Yannick Morillon : « À la demande d’Alpha Condé, nous allons relancer la filière cotonnière »
L’accord signé le 24 juin avec Conakry doit faire repartir un secteur sinistré. Et marque, pour la filiale d’Advens que dirige le Franco-Sénégalais Abbas Jaber, le début d’une nouvelle expansion en Afrique de l’Ouest.
Jeune Afrique : Pourquoi revenir en Guinée, un pays que votre entreprise avait quitté en 1998 à la suite de conflits avec vos partenaires de l’époque ?
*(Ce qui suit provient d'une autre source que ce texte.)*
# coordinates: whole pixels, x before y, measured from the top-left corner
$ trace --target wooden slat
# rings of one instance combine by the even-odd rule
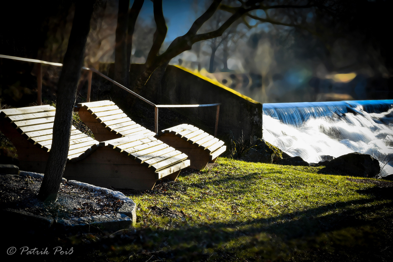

Yannick Morillon : Parce qu’il existe une forte volonté politique des autorités guinéennes pour que nous y retournions ! Le président Alpha Condé est venu nous voir à Paris en avril, pour nous demander de l’aider à redémarrer la filière. Originaire de la région cotonnière de Kankan, il savait que la Compagnie française pour le développement des fibres textiles [CFDT, ancêtre de Geocoton, NDLR] avait laissé un bon souvenir chez les agriculteurs guinéens. Présents de 1985 à 1998, nous avions poussé la production annuelle jusqu’à 46 000 tonnes de coton graine [contre moins de 1 000 t aujourd’hui]. Et cela même si nous étions en désaccord avec certains partenaires non agricoles et le gouvernement de l’époque.
Quelle est votre stratégie pour relancer la filière ?
L’accord signé fin juin concerne la campagne cotonnière 2011-2012 : il s’agit de relancer les plantations et d’auditer l’outil industriel. Quatre experts de Geocoton ont été dépêchés sur place avec 300 t de semences. Cela représente 1 million d’euros d’investissement. Aujourd’hui, 6 000 hectares ont déjà été ensemencés. Nous travaillons dans la région de Kankan, mais aussi dans le nord du Fouta-Djalon. Nous répondons ainsi à la demande d’Alpha Condé, qui souhaite montrer qu’il ne privilégie pas sa région d’origine au détriment des autres. Mais au-delà des plantations, deux défis majeurs attendent le coton guinéen : l’alimentation en énergie des usines et la logistique. Deux chantiers que nous allons étudier en profondeur avant de faire des propositions.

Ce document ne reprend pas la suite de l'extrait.